Unemployment and poverty are closely linked to health, life expectancy and quality of life – and some sectors of the economy are not going to return to normal straight away.
That’s why it’s important to limit the negative impacts by supporting our local economy as much as possible within social distancing guidelines.
Doing things differently
For many of us, that means learning how to do things differently and operating outside of our comfort zone.
Brighton & Hove, in common with all local authorities, is expected to continue to process planning applications – and that’s what we’re doing.
Our staff have adapted to working at home, supported by a considerable effort and investment in information technology.
This has helped us conduct planning committee meetings entirely online – and members of the public have been taking part in these virtual meetings, together with councillors and applicants, to make their views known.
Keeping the public informed
Public consultation has been continuing as usual, including notices in public places and neighbour letters.
The council’s website continues to offer detailed guidance on how to comment on applications.
Along with many other organisations, social distancing restrictions mean that planning services staff are currently unable to deal with telephone inquiries.
However, we are working on special arrangements and are planning to reopen phone lines soon.
Building projects often take a long time – and the planning application is neither the first nor last step in the process.
Supporting our city's recovery
By the time an application comes in, a lot of work has been done already.

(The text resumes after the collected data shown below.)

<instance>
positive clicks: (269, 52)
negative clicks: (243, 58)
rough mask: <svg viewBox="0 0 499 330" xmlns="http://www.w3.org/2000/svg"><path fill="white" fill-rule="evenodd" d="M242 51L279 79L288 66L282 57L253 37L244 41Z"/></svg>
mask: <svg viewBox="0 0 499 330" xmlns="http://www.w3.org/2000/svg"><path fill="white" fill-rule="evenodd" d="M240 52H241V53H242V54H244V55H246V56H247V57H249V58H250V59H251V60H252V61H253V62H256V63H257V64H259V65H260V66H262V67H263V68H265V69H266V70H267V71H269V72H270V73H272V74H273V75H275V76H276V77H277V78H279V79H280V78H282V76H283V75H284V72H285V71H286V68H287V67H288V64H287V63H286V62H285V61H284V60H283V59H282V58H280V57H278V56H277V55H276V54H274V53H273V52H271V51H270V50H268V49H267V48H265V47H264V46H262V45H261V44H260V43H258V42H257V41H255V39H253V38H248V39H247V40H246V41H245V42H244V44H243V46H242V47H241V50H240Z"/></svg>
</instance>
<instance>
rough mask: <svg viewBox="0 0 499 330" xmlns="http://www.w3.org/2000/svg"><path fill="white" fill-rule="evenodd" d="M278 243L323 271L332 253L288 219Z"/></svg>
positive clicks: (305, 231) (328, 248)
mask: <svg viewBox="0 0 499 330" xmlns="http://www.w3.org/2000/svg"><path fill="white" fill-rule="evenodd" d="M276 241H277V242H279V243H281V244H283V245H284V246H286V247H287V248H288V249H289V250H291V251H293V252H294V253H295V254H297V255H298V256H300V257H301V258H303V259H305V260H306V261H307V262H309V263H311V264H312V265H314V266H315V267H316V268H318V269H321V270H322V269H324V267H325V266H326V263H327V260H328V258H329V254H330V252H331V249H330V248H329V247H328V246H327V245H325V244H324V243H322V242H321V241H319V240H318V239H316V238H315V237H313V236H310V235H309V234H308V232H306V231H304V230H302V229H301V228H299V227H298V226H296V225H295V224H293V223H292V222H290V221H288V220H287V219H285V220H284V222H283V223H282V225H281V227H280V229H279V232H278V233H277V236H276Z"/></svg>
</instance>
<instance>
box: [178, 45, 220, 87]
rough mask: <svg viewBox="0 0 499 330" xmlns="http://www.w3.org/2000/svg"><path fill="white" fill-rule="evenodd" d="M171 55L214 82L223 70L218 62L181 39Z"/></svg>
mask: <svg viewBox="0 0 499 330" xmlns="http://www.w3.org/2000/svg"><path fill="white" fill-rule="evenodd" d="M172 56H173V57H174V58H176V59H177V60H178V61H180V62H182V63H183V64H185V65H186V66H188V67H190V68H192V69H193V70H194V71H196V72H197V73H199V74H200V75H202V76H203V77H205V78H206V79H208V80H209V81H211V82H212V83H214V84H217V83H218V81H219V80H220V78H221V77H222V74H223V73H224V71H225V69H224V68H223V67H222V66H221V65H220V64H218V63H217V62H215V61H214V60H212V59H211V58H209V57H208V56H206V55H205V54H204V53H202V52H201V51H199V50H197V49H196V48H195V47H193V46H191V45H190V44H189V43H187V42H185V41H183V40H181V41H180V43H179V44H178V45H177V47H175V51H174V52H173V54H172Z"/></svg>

If permission is granted there is still more to do, particularly on major applications, to secure improvements and developer contributions before any work can be started on site.
It is tempting in this time of crisis to think that everything should stop but we need to look ahead.
Brighton & Hove will continue to need homes, jobs and infrastructure beyond this crisis – probably more so.
Therefore, whatever we can safely do now will limit the damage and help us on the road to recovery.